Morrison reproved him roundly.
They rolled in well after noon. The camp was deserted—Morrison saw the Land-Rover, and the trailer with the boom, and the small crane—so Tall Boy beat on the horn half a dozen times and then held it down. Morrison barely had time to dash to his trailer with the machetes. Shortly men raced out of the forest, and shouted when they saw, and ringed the crane, pounding the carrier and kicking all twelve tires—universal!—and caressing the white metal of the cab. Philips and Ramesh were the last out, and when Philips saw what was happening he ran forward and flung the men away, roaring and cursing. They stood silent. They could hear him breathing. His fists were clenched against his thighs.
“What the hell,” Morrison said gently. “They just wanted to see the new machine.”
“Yes,” Philips drawled, “and snap off a handle. Or jam a switch. Or piss in the engine to cool it.”

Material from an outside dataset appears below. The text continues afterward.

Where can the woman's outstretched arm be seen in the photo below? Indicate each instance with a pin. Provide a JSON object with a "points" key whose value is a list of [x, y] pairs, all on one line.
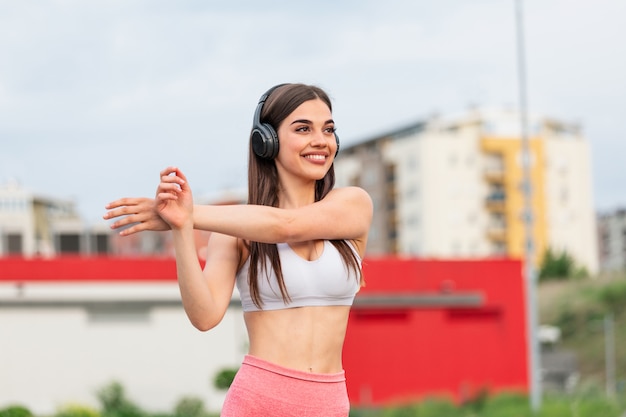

“Well.” Morrison was back on the carrier, looking down at him, and made the most of it. “This is a new Philips.”
There was no humbling him. “No. This is the same Philips. It is a new machine, though. And you have not seen what can happen.”
“Tall Boy,” Morrison said, “take it into the shade. Ramesh, can we get something to eat and drink? It’s been a long morning.”
“Immediately,” Ramesh said. “Jacob!”
Philips and Morrison walked quietly to the trailers. “You’d better explain,” Morrison said.
“It is the same old story,” Philips said. “We had irrigation pumps inland—at an experimental station, mind you—and they were gone in a month. Why? No one oiled them. Why? Because there was no oil. Why? Because the appropriation for pumps included no money for oil. Why? Because no one thought of it.”
“All right. But they want to look. We told them they’d work better if they knew more. Let them. Stay with them if necessary. You can’t treat them like that.”
“Sometimes you have to,” Philips said.
“Not on my job.”
And then Philips said, as Morrison had known he would, “You are the boss.”
They spent a hot afternoon rigging the boom, and by five no one was talking to anyone else. Only Tall Boy chuckled. Isaacson had returned the Land-Rover, so after they had sent back the crane, and the truck, and Isaacson with it, Morrison paid Tall Boy his dollar. He wanted no other man’s company—Philips had blasted a perfectly fine day—so on a quick impulse he asked Tall Boy to the trailer for a bottle of beer. Philips stiffened even more.
“Sergeants too,” was all Morrison said.
Before Tall Boy went off to dunk himself at dusk, he asked, “Boss, you remember what you said about foremen? Well what kind of country you got when everybody is a foreman?”
“I never thought about that,” Morrison said. “But I will.”